Monday, June 22, 2015

Use queuing rates to solve the 150 year old mystery

Science magazine: If you have n schoolgirls, can you create groups of size k such that each smaller set of size t appears in just one of the larger groups? Such an arrangement is called an (n, k, t) design.
Let's forget about N, the number of school girls. Instead lets construct a queueing system that generates groups of size k in which no set of size t appear more than onece. How do we do that?

I have my machine on the left. The machine makes groups from the first k elements in the input queue. The input queue is formed from the original group of school girls selecting one at a time, but that selection is interleaved with school girls selected from groups already composed. But from the already composed group, I only grab them at a rate 1/t , in sequence as in first out revolves back into the queue. This rate divisor implies that school girls  becoming part of their second group will be split by t members, and when making their third group will be split by t^2 members, and so on. So as each school girls get revolved its rate divisor insures no duplicate t sets.

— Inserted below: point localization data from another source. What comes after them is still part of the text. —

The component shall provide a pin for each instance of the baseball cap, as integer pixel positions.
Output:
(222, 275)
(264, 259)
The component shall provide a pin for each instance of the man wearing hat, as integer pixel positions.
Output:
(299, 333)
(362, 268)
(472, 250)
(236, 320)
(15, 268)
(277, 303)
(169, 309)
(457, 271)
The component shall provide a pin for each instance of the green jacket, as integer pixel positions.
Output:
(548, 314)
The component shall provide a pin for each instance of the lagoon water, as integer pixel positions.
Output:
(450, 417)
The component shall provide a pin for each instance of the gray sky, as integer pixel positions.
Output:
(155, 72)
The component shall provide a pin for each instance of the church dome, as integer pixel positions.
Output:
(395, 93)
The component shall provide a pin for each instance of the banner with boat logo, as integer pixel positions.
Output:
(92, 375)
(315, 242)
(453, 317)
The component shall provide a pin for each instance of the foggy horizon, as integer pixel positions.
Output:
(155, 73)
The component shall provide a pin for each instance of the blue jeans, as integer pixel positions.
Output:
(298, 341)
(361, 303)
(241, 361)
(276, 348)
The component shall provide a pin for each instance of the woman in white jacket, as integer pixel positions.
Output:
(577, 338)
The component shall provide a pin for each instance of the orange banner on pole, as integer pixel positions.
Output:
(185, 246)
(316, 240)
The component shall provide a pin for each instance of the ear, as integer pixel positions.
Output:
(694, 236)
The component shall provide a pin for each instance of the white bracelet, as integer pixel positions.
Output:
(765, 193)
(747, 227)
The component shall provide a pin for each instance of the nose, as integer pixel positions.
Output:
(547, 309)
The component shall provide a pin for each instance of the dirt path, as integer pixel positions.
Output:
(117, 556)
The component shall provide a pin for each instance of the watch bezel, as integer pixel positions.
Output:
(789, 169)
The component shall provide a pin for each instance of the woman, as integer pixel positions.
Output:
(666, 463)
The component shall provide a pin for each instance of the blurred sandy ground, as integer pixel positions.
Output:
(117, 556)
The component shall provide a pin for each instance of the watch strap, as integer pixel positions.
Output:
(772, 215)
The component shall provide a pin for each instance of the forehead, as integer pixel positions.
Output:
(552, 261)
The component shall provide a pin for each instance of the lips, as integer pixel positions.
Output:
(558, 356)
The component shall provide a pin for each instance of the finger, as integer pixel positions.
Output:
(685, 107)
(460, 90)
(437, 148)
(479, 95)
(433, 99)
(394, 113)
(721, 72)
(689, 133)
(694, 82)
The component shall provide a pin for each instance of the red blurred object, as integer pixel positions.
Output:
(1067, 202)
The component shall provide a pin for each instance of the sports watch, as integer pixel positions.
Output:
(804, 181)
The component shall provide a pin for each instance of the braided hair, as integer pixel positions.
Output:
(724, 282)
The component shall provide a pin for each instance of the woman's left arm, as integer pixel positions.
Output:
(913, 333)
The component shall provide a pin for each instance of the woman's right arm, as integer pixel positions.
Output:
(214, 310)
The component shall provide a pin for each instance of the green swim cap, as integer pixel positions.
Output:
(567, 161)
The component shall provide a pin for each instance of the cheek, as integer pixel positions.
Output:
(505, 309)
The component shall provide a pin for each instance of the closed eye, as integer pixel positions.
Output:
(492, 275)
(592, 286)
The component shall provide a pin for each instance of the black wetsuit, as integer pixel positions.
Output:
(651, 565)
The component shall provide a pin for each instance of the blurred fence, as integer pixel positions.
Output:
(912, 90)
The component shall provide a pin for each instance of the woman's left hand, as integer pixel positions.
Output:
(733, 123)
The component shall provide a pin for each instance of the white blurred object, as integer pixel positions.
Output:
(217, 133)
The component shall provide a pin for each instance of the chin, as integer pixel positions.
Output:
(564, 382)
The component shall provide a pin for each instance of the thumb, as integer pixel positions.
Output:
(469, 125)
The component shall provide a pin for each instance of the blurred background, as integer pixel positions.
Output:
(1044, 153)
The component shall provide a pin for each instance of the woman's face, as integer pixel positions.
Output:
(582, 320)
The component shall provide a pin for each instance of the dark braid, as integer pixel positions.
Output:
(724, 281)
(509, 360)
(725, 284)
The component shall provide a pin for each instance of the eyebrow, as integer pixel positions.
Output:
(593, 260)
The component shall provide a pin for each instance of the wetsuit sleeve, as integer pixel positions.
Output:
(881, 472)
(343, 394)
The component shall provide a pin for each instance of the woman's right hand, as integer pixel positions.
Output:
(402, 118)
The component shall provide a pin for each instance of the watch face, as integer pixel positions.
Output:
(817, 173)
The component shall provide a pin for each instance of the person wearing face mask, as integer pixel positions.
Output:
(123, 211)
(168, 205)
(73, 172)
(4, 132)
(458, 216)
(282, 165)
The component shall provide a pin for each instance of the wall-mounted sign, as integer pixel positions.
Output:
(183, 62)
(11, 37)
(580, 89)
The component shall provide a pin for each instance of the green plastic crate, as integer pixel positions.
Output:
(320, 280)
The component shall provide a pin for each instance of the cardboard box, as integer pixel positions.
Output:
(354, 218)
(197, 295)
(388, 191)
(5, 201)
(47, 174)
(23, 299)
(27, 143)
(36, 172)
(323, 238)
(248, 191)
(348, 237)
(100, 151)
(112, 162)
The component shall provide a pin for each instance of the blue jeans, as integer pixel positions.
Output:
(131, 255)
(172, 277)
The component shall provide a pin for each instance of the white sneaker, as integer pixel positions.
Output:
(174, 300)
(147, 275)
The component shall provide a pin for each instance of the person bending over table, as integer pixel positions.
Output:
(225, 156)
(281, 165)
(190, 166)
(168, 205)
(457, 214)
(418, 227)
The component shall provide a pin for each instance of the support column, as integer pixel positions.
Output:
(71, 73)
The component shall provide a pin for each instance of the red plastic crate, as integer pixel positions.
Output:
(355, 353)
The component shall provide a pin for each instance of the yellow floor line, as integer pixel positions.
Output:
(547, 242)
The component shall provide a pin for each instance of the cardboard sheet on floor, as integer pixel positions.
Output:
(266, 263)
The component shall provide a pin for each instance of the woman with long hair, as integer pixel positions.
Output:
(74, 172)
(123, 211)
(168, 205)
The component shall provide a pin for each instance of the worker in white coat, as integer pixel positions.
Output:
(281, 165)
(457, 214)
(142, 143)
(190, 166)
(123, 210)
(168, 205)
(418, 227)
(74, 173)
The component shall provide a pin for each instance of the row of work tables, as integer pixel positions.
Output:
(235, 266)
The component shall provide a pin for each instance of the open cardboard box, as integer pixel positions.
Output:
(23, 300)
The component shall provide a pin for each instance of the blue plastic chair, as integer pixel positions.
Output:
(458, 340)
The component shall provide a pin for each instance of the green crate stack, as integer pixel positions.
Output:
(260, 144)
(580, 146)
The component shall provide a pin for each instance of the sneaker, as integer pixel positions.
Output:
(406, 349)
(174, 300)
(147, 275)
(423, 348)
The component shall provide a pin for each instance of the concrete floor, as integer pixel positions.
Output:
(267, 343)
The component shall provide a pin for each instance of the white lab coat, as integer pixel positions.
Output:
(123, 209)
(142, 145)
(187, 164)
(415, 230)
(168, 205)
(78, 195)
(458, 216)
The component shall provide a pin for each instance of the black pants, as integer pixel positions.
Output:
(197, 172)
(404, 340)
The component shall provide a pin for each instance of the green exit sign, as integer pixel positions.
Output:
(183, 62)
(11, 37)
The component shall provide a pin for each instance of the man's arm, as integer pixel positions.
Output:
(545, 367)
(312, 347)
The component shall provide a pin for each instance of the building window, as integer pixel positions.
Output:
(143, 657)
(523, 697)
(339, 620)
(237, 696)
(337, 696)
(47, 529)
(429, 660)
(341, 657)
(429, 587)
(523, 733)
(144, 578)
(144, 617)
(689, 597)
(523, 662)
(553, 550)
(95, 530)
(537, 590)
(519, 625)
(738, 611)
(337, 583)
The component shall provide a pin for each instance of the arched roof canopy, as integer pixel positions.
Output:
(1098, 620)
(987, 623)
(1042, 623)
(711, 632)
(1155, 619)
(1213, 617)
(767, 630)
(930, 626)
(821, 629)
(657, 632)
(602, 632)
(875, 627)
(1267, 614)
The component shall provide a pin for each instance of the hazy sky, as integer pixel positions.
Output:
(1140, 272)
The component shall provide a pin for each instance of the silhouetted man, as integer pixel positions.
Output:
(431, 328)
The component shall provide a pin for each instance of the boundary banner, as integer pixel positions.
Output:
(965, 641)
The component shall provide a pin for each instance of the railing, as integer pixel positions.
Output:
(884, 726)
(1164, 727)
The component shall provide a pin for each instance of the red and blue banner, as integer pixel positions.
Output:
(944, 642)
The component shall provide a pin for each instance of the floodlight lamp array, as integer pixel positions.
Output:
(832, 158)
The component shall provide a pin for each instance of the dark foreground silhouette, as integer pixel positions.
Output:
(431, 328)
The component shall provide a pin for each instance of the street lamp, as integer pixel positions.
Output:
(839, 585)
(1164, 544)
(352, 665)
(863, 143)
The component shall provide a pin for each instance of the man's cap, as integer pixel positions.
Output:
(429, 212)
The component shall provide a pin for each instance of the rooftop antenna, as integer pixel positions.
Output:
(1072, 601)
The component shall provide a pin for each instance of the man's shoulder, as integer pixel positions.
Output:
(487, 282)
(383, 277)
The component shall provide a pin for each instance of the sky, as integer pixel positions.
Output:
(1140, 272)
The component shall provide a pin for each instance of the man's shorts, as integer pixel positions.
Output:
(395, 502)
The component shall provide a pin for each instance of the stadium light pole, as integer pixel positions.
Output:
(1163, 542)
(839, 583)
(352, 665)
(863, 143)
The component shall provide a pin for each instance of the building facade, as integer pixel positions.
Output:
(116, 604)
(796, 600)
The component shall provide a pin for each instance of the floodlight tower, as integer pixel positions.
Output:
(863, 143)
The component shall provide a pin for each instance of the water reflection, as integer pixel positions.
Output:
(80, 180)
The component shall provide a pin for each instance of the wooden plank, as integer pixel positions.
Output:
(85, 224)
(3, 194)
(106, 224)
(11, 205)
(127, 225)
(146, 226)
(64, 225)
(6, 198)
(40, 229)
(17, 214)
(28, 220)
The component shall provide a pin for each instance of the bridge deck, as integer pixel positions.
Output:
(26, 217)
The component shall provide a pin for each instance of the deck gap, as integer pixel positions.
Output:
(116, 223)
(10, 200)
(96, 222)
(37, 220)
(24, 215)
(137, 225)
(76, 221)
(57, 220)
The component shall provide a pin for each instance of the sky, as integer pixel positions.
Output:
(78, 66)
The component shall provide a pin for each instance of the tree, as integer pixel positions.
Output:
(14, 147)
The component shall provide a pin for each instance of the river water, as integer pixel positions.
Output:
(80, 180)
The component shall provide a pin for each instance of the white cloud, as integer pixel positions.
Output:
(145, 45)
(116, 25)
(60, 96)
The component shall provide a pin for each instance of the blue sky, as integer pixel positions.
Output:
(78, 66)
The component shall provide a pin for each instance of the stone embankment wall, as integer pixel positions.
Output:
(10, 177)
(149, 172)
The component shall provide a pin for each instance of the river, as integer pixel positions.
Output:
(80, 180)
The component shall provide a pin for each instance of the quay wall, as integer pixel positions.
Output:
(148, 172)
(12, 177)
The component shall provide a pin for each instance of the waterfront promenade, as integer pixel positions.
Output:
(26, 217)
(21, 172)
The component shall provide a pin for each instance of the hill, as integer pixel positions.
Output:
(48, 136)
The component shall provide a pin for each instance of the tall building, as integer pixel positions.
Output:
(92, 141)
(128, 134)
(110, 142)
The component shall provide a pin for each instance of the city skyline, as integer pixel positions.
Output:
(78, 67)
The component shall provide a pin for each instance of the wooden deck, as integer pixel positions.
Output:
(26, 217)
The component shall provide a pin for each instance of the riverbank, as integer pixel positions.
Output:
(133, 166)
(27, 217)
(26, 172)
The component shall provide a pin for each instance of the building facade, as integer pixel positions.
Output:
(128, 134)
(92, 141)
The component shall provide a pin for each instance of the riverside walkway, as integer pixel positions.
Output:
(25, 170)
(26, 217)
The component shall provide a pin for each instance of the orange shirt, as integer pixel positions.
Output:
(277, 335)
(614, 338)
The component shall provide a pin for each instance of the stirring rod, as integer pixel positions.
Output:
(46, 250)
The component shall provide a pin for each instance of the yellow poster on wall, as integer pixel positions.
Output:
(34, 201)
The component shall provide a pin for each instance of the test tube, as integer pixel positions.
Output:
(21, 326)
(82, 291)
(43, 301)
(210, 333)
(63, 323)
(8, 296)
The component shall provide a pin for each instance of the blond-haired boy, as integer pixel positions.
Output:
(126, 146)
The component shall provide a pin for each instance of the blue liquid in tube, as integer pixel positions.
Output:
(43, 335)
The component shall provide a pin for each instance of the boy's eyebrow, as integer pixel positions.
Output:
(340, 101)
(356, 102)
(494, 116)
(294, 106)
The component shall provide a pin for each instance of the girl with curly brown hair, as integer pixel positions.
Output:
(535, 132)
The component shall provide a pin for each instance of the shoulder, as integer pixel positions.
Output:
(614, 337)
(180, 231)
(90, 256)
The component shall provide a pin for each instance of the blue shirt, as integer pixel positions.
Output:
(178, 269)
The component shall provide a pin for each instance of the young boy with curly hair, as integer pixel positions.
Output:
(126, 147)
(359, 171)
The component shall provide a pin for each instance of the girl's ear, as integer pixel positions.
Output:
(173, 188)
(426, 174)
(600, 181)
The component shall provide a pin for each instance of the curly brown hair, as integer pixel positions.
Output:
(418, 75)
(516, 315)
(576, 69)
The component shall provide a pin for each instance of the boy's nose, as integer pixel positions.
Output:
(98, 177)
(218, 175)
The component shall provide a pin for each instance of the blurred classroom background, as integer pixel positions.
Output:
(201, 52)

I continue this process until I have a selection of school girls in the bottom queue who have gone through the revolving queue some 1+1/t+1/t^2+1/t^3... and the total number of trips through the revolving queue equals the group size. I need enough of these selection such that they add up to a whole number..

Why does this not work?
From the article, Keevash established an answer:
In January 2014, Keevash established that, apart from a few exceptions, designs will always exist if the divisibility requirements are satisfied.

He is talking about a divisibility requirement of the three parameters, (N,g,t). But isn't that all I do up in my machine? Haven't I just established a divisibility requirement in the three variables?

Hyperbolics
We can see that cosh and sing right away:
cosh = 1/2 * t^[k/2] ( 1+ t^-k), and similar for sign. t^[k/2] are the number of groups we can make.